Actual Test Rig
Actual Test Rig Construction
The actual construction was very similar to the preliminary design. The end test rig, when fully assembled, stands approximately 2.5 m long, 1.25 m wide, and 2.5 m high. Two 6 gallon tanks were used as the upper reservoir and were connected by piping. The water will then descend approximately 1.6 m were it will split for each of the chamber assemblies, see Figure 3 and 4. Since the two chambers are not the same dimensions the piping and mounting structures are costume to each side, but as equal as possible. The water ascends approximately 0.4 meters prior to entering each chamber. It is then allowed to flow freely to the exit were it empties in to orange 5 gallon buckets, which are used as the lower reservoir.
In the preliminary design two switches were described, master power switch and a dimmer switch. In the actual design, these switches were combined into a single dimmer switch that also has a push button on/off feature. This is connected to the outlets that can power the UV chambers and control board. The ballasts for each chamber were relatively small and could be mounted right with each chamber. The ballast also came equipped with their own local switch which gives the technician more control over the independence of each chamber assembly.

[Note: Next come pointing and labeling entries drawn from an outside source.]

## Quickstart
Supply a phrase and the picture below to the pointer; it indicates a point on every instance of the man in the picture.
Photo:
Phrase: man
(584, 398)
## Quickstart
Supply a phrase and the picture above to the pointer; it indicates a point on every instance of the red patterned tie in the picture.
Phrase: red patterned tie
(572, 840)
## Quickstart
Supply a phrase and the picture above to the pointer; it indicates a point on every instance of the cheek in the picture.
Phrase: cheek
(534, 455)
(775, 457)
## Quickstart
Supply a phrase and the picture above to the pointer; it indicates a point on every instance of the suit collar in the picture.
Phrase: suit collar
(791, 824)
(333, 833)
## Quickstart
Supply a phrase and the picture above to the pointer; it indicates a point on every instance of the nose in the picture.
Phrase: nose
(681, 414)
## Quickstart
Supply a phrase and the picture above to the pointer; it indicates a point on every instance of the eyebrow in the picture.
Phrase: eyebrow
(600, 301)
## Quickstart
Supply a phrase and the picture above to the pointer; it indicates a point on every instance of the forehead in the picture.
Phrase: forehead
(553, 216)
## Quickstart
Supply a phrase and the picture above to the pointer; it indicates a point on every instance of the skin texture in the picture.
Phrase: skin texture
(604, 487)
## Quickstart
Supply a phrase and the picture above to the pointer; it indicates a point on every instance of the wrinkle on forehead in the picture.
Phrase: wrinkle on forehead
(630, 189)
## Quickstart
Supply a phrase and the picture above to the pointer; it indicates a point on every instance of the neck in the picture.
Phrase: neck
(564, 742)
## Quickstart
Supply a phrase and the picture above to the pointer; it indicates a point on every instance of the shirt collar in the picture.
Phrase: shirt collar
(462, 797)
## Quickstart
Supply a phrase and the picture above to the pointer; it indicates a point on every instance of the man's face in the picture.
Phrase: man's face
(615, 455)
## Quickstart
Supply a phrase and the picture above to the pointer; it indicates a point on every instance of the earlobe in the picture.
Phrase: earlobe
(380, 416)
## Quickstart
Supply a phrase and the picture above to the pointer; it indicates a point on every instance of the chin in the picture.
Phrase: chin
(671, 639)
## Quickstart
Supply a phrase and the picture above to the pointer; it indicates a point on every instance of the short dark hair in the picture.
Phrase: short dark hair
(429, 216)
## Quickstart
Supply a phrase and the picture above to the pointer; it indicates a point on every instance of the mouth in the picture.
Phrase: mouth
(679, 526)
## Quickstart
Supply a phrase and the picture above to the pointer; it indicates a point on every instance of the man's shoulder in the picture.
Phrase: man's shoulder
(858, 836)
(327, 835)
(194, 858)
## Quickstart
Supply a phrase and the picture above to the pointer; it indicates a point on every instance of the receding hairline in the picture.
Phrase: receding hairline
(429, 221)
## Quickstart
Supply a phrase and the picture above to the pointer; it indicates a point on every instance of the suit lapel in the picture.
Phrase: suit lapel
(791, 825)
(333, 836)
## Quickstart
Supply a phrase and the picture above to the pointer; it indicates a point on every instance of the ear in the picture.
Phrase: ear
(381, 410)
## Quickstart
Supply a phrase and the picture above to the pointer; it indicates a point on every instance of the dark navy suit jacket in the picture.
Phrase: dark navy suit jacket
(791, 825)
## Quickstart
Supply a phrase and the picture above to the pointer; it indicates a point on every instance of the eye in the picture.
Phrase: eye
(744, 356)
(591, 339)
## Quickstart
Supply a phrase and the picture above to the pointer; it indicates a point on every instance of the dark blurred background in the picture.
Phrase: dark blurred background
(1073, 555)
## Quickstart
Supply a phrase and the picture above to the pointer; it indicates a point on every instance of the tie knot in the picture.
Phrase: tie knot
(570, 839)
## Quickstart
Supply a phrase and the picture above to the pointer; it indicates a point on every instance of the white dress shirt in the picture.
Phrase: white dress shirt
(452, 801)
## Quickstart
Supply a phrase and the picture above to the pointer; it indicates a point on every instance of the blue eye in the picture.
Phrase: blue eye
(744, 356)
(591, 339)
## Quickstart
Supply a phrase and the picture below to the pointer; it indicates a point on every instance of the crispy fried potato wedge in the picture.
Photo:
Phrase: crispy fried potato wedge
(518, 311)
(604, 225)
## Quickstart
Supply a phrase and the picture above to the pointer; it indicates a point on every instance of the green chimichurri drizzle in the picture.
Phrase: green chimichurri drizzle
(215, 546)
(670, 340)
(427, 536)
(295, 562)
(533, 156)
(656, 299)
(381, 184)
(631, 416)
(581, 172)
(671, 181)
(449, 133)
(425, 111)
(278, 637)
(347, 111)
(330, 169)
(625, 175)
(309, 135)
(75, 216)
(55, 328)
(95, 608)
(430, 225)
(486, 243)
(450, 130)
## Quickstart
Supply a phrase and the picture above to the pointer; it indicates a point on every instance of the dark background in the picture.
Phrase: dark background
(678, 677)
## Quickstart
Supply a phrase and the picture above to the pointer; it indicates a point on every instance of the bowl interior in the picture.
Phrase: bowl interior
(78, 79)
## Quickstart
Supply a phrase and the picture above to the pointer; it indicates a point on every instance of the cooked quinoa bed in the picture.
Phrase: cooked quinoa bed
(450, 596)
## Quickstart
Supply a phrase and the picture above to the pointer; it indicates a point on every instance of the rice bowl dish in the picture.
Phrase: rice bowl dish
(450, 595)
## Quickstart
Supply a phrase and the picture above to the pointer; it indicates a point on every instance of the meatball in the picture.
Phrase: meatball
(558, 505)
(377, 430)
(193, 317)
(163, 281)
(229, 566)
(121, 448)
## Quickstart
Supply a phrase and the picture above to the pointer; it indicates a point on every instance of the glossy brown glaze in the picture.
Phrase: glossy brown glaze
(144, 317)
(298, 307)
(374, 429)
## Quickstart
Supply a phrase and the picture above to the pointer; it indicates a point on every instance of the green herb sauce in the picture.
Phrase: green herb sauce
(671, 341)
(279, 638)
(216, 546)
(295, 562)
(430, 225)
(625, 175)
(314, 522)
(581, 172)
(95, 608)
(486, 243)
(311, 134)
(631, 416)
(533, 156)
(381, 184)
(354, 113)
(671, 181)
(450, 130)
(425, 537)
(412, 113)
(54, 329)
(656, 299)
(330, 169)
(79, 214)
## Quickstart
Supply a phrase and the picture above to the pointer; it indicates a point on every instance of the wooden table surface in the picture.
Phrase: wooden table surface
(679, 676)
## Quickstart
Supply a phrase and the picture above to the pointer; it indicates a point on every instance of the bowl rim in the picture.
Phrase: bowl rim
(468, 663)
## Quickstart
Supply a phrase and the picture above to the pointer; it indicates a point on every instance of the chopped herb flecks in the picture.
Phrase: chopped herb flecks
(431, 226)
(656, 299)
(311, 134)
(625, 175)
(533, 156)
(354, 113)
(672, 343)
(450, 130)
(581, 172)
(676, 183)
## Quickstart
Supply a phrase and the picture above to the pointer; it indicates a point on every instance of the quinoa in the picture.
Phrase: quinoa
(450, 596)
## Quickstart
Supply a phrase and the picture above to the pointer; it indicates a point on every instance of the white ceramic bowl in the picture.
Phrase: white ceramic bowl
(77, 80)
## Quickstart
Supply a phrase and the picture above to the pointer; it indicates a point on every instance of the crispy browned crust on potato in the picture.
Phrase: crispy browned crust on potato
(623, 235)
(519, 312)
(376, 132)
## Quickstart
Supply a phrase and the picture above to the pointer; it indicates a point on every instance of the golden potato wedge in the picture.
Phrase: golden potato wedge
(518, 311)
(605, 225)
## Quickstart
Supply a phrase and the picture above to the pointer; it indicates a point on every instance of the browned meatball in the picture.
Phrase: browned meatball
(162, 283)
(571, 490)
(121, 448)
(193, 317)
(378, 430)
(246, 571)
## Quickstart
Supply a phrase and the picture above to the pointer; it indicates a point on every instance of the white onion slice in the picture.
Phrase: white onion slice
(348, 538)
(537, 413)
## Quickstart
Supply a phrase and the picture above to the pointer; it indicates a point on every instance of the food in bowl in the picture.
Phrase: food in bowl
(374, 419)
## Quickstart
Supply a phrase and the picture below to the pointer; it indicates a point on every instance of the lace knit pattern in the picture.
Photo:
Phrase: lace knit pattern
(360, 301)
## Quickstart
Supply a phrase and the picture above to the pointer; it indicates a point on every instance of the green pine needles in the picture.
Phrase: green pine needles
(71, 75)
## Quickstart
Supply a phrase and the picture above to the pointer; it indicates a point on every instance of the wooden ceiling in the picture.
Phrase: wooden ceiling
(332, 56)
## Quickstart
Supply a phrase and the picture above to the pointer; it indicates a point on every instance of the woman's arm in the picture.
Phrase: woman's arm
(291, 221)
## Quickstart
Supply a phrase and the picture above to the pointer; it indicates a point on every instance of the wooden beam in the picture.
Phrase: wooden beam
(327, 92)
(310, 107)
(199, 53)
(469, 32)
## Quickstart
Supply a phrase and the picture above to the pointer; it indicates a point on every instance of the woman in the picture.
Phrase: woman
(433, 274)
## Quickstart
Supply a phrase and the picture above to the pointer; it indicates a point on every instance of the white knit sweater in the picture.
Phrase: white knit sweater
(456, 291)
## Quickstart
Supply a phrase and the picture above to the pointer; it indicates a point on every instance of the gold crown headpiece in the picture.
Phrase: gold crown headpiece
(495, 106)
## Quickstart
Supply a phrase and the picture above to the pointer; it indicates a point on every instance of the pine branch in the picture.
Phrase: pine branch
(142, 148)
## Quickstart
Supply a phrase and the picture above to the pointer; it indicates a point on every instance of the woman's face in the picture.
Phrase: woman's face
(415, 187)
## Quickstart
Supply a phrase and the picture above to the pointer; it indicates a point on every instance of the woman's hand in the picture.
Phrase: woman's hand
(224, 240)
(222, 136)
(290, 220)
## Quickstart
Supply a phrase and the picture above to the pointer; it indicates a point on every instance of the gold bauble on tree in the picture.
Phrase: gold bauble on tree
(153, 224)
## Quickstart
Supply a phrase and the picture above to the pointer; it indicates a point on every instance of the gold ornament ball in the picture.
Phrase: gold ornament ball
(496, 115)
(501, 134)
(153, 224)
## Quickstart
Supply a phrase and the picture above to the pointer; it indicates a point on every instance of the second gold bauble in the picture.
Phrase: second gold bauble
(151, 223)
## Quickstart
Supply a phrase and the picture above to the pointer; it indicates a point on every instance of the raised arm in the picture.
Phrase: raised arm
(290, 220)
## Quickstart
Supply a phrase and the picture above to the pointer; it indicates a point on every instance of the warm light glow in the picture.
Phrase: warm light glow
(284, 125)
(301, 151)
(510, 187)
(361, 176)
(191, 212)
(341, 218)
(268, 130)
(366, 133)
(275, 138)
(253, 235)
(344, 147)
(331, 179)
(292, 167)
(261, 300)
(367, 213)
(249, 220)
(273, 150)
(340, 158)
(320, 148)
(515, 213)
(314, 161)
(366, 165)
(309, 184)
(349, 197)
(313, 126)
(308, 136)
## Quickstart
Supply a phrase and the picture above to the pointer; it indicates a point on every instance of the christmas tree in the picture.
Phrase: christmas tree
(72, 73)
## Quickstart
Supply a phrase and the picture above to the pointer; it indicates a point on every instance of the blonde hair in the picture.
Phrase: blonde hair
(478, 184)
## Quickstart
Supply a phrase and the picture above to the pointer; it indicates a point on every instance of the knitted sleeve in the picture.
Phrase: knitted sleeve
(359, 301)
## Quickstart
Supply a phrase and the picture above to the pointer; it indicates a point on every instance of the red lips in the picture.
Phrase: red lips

Many features were added to aid in the setup and tear down of the test stand. The upper reservoir tower and the UV chamber tower both have four legs that come in contact with the base, and at each of these points there is a single ¼ in bolt. At the base of each upper reservoir tank and before and after the valve assembly there are piping quick disconnects which allow them to be separated from the rest of the structure. The electrical connections consist of two types of connections. First the power supplies connect through standard plug and out let connections. The solenoids and photo-diodes are connected through crimped disconnects. All these features allow for the test stand to be assembled and disassembled in approximately 15 minutes.